BACKGROUND: The RLM character is a non-printing character that has RTL (Right-to-Left) directionality: https://www.fileformat.info/info/unicode/char/200f/index.htm ׁHere is the Hebrew word for peace, with a period AFTER the word. The period SHOULD be on the left side of the word, but because bugs.kde.org is a LTR (Left-to-Right) website it will erroneously appear on the right of the word: שלום. To resolve that, one places an RLM character AFTER the period: שלום. You can't see that RLM character after the period, but because it's there the period is properly shown to the left of the word. STEPS TO REPRODUCE 1. Print text to Konsole with a trailing RLM character 2. 3. OBSERVED RESULT RLM character is NOT displayed. It is a non-printing character so it cannot be seen, but it's absence is noted by the period being on the right of the word. EXPECTED RESULT RLM character should displayed. It's presence would be noted by the period being on the left of the word. SOFTWARE/OS VERSIONS KDE Frameworks 5.68.0 Qt 5.12.8 (built against 5.12.8) ADDITIONAL INFORMATION Here we can see that the RLM character at the end is not affecting the display of the text. The period should be on the left. Echo is echoing two Hebrew characters, then a period, then the letter e. Then sed is replacing the e with the RLM: $ echo "אב.e" | sed "s;e;$(echo -ne '\u200f');" אב. We can verify that the RLM is there with hd: $ echo "אב.e" | sed "s;e;$(echo -ne '\u200f');" | hd 00000000 d7 90 d7 91 2e e2 80 8f 0a |.........| 00000009 The "e2 80 8f" bytes are the RLM, see the page linked above, which contains this text: UTF-8 (hex): 0xE2 0x80 0x8F (e2808f)
Current konsole strips RLM, among other General_Category=Other_Format (Cf) characters. There is a pending merge request with a commit that changes this: https://invent.kde.org/utilities/konsole/-/merge_requests/567/diffs?commit_id=24216793f573192934f0d9e9d99ac312c5693cb6
Great, thanks. I wonder what problem that displayCharacter() method is intended to solve.

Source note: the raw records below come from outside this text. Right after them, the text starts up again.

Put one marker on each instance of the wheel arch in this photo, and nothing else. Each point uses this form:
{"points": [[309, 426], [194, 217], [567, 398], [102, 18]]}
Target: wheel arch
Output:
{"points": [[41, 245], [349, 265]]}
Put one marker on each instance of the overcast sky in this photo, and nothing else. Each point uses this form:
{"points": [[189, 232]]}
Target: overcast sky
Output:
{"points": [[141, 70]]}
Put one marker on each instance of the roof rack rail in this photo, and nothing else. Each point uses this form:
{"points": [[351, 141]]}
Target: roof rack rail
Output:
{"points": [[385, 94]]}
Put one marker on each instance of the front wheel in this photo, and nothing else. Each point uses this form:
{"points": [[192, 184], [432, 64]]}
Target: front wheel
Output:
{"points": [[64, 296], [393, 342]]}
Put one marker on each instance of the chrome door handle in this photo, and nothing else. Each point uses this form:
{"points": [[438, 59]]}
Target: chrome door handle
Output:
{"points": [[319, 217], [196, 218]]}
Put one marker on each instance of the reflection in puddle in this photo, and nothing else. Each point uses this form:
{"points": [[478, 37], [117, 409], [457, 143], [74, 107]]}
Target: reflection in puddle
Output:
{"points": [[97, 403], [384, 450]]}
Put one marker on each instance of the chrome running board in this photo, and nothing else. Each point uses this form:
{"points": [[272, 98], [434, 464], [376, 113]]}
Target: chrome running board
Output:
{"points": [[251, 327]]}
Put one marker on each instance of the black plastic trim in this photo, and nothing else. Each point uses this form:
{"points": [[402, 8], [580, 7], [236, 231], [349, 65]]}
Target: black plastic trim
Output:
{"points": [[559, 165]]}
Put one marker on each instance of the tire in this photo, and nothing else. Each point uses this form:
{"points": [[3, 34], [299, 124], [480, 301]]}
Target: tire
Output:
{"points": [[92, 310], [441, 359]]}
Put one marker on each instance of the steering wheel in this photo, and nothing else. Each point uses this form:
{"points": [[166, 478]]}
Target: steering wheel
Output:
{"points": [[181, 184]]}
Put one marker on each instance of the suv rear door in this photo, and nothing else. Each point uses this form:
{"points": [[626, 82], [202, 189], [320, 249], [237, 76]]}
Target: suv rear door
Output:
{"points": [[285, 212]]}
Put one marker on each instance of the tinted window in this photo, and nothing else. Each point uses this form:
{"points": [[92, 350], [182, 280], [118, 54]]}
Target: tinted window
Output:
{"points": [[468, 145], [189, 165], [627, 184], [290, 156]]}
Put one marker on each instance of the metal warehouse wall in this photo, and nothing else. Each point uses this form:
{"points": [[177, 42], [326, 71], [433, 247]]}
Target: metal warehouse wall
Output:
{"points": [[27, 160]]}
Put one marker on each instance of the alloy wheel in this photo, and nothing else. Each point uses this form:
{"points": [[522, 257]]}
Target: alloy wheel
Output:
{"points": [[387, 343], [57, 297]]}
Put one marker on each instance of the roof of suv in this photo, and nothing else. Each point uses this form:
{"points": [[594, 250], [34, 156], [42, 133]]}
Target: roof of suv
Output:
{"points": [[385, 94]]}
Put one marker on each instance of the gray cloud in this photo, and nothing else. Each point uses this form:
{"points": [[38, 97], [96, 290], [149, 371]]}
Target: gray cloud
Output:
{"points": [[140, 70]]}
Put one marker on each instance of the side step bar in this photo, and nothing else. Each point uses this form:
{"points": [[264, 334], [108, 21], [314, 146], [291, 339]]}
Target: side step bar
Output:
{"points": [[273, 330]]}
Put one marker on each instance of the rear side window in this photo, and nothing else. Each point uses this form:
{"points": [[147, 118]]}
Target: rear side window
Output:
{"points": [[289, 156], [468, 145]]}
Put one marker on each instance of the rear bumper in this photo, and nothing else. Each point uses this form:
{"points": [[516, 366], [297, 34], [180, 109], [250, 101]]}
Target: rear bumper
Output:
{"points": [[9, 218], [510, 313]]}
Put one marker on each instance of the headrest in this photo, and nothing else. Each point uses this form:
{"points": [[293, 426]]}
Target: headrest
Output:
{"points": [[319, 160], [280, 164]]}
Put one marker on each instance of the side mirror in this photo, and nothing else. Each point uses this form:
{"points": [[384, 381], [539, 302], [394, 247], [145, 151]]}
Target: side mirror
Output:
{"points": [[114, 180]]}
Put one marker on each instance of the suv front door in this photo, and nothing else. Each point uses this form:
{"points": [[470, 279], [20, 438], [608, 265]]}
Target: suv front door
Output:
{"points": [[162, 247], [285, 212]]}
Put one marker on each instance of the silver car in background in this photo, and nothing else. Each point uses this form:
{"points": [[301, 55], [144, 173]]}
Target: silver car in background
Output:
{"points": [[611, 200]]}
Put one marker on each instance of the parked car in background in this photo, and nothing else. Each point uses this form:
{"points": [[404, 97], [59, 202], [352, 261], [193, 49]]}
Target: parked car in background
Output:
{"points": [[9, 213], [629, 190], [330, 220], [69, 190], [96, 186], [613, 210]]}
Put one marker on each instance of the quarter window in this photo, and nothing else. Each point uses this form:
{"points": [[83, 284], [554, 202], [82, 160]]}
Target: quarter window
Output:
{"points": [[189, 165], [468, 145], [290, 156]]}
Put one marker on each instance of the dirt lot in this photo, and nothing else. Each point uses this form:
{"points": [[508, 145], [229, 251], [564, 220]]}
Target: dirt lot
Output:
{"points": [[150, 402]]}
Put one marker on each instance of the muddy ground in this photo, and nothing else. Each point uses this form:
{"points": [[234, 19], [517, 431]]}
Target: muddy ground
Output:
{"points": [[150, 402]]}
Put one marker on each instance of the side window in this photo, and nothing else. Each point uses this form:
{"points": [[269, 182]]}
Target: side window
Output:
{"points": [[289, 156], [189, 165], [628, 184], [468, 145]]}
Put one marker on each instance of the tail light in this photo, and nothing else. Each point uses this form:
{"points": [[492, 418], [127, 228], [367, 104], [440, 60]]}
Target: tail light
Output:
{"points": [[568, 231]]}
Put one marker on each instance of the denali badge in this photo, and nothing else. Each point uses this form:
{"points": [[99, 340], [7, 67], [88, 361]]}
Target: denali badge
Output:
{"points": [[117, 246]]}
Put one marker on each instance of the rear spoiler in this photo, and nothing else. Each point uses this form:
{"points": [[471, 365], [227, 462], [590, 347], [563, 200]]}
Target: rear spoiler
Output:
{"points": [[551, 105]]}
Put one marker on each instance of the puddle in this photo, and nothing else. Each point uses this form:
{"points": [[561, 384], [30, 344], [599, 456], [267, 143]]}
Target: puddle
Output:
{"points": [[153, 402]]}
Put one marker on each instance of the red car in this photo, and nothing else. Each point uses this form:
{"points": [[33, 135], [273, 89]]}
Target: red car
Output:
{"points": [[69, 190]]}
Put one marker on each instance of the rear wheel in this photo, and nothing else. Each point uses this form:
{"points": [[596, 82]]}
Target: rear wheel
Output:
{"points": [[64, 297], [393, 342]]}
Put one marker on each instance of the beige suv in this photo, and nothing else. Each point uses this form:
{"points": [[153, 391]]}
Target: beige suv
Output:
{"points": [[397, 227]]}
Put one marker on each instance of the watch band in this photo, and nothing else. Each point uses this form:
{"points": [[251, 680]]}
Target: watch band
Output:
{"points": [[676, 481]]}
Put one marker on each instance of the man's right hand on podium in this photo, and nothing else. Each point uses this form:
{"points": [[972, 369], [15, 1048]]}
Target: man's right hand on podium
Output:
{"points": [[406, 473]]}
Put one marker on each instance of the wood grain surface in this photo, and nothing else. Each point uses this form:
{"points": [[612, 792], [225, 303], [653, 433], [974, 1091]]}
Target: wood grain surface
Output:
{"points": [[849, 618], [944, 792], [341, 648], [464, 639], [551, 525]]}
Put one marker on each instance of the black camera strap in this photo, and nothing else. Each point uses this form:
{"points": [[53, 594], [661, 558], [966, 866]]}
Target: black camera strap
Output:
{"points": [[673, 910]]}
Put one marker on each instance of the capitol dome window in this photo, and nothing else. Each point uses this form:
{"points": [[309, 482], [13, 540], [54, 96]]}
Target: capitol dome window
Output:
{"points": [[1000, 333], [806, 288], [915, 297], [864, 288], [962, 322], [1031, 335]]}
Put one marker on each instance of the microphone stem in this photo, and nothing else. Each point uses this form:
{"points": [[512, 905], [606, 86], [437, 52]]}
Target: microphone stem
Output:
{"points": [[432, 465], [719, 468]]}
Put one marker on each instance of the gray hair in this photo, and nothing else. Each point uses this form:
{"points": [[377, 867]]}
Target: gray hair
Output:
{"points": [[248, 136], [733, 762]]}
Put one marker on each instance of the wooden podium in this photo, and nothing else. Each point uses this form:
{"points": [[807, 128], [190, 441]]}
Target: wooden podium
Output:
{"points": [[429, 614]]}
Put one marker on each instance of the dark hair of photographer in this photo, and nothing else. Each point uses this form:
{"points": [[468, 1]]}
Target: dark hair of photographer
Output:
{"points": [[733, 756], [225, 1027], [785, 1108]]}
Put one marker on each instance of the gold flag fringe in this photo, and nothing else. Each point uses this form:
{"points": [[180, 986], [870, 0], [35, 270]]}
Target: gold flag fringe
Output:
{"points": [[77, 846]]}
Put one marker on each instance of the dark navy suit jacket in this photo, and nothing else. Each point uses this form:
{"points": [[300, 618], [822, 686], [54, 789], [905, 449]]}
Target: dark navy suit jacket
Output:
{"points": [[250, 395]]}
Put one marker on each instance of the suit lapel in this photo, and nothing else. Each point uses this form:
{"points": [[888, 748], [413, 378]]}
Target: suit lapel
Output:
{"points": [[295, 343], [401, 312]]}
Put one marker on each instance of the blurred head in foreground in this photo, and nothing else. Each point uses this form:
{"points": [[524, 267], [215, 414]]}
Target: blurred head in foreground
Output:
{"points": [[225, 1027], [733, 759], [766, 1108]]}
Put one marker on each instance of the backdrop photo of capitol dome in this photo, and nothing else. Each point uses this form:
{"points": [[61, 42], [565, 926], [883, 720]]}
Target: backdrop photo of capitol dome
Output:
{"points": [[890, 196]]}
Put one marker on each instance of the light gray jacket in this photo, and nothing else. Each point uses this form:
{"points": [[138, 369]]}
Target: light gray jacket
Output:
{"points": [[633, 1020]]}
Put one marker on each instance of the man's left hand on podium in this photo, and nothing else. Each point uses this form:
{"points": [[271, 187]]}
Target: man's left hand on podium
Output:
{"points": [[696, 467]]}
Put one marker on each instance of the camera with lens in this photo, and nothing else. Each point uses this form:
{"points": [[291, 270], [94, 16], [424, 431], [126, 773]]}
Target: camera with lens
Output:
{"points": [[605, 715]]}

Since you asked: displayCharacter() assigns characters to character cells, and originally didn't support characters with no width (https://bugs.kde.org/show_bug.cgi?id=96536). Then, support was added for diacritics (Mark_NonSpacing) characters, by allowing a character cell to, instead of containing a character, to point to a sequence of characters (https://invent.kde.org/utilities/konsole/-/commit/c335324f31e946d4e3a0c63d1fbed8c114aea987). Later, support was added for Hangul medial and terminal Jamo, which have Letter_Other Unicode General_category (https://invent.kde.org/utilities/konsole/-/commit/437440978bca1bd84e70ee61ba7974f63fe0630a). The referenced commit in the pending merge request further adds support for zero-width Other_Format controls.
Thanks. I honestly think that all characters should be displayed. Every Unicode character and code point exists because somebody, somewhere, needs it.